Na realidade, os rodeios não são nada mais do que
uma exibição manipulada do domínio humano sobre
os animais, mal disfarçado de "entretenimento". O que começou
no final do século XIX como um concurso de habilidades entre
cowboys se transformou num show motivado por ganância e lucro.
As
Acrobacias
Os eventos padrão
de um rodeio incluem laçar um bezerro, corpo a corpo com
um novilho, montar um cavalo e um touro sem arreios, selar um potro
chucro e ordenhar uma vaca selvagem.Os animais usados nos rodeios
são artistas prisioneiros, a maioria dócil, mas compreensivamente
desconfiados dos seres humanos devido ao tratamento áspero
que receberam.

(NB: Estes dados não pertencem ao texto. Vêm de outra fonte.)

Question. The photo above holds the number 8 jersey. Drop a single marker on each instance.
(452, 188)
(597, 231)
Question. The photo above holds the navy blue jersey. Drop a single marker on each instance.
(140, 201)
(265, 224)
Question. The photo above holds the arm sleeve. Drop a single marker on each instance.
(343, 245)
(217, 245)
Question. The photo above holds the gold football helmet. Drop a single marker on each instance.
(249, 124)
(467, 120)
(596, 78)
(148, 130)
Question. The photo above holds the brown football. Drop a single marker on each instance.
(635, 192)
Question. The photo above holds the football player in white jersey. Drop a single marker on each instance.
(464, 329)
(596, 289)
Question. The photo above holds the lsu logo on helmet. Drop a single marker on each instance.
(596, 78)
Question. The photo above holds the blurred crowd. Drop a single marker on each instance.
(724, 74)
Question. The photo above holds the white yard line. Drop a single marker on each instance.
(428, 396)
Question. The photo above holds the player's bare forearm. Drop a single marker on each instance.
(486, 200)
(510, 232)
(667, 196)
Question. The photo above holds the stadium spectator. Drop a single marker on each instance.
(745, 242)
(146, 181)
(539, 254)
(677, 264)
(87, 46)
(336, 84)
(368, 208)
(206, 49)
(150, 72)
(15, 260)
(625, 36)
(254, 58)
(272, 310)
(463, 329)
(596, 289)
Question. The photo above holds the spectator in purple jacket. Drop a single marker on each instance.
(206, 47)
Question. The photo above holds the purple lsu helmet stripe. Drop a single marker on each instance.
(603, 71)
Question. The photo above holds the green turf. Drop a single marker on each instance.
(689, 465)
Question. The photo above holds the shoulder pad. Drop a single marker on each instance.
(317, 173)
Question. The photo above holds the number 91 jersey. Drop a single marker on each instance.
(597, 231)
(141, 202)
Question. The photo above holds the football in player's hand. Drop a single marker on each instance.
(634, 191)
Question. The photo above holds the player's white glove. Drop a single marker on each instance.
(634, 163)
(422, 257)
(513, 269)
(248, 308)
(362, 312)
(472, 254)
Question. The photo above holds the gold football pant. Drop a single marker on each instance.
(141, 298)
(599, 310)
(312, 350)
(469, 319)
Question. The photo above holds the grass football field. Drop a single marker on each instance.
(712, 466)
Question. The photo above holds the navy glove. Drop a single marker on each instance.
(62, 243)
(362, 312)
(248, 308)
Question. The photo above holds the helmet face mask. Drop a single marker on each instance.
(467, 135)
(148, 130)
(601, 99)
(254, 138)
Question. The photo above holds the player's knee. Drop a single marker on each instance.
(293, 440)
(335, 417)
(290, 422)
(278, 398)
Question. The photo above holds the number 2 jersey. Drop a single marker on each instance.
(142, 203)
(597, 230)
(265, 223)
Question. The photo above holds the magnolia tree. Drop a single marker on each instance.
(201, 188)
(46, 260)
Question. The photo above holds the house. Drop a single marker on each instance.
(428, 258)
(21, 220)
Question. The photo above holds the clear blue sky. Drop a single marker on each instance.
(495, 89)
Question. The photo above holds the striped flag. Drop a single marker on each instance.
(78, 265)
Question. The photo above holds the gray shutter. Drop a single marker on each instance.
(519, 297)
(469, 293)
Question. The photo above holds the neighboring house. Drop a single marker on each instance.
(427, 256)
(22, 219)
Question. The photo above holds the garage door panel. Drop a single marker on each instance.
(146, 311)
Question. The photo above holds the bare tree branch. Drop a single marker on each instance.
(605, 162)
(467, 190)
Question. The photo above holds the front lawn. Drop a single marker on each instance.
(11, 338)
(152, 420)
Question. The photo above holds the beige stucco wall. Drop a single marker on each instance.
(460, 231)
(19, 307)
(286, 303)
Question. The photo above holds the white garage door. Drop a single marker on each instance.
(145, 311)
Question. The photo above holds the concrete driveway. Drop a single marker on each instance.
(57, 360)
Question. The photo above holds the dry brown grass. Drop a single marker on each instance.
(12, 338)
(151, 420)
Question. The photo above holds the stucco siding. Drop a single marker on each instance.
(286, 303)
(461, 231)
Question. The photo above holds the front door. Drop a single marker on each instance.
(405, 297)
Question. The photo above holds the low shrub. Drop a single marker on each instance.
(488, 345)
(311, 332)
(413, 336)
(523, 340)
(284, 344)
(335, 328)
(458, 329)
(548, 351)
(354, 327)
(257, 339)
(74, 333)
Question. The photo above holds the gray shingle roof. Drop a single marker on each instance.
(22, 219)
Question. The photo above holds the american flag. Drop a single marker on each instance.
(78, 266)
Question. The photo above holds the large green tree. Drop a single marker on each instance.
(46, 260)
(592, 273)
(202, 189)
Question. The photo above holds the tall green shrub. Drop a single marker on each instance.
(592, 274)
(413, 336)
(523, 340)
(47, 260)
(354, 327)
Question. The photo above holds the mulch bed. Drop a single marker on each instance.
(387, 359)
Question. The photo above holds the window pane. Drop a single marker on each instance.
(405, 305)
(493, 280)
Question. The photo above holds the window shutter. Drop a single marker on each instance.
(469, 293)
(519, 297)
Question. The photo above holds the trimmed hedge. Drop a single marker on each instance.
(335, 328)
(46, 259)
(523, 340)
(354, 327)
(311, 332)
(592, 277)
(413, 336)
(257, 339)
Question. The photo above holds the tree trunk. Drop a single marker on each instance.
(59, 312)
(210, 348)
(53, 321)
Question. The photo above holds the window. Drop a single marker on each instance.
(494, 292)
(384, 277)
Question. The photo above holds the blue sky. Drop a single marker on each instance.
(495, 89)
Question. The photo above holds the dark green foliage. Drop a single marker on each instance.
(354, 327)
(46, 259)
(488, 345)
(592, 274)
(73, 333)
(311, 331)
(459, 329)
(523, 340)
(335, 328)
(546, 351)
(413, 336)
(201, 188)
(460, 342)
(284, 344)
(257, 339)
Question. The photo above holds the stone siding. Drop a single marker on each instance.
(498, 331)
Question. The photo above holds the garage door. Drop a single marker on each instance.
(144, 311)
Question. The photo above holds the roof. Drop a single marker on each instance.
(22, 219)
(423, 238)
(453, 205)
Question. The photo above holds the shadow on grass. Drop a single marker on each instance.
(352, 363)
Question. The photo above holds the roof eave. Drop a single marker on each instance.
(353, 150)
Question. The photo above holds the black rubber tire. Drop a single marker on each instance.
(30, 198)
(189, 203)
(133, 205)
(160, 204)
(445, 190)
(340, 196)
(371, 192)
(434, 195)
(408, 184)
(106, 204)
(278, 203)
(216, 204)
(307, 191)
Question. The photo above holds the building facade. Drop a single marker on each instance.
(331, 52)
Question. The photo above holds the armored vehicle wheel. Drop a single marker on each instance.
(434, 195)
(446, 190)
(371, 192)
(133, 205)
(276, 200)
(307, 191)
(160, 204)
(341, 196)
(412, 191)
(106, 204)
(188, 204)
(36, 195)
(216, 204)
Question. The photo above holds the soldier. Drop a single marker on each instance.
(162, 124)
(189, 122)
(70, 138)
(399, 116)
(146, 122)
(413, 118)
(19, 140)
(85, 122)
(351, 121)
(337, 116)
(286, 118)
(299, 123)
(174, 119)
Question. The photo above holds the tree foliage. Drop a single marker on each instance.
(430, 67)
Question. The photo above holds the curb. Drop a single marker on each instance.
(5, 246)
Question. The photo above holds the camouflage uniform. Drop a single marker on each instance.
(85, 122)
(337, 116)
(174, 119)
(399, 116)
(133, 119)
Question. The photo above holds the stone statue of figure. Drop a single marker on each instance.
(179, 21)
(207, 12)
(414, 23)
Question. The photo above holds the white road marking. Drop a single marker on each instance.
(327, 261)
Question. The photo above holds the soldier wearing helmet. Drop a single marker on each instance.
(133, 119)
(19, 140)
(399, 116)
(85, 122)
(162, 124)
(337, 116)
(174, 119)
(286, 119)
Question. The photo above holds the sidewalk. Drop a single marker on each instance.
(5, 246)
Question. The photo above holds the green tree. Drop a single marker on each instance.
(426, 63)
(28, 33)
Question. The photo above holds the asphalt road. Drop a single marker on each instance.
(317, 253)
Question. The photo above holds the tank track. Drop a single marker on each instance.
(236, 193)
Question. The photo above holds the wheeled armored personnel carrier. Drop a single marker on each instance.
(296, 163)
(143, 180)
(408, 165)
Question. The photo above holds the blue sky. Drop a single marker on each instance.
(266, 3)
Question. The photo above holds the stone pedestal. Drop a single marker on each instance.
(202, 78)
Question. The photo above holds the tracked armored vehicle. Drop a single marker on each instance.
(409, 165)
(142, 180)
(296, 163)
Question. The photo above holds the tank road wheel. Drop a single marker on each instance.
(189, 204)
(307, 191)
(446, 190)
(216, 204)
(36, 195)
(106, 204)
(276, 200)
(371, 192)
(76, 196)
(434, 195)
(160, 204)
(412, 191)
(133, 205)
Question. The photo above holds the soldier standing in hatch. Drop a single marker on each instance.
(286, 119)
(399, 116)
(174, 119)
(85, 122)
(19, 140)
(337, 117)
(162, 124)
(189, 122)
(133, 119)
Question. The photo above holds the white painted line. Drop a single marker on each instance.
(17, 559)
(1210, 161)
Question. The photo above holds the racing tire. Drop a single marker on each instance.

Muitos desses animais não são agressivos
por natureza; eles são físicamente forçados
a demonstrar um comportamento selvagem para fazer os cowboys parecerem
corajosos.
Os organizadores de
rodeios alegam que o animal trabalha apenas por oito segundos, como
se não houvesse centenas de horas de treinos não supervisionados,
muitas vezes, com o mesmo animal. Eles contestam também que
os animais utilizados são selvagens e que pinoteiam por índole.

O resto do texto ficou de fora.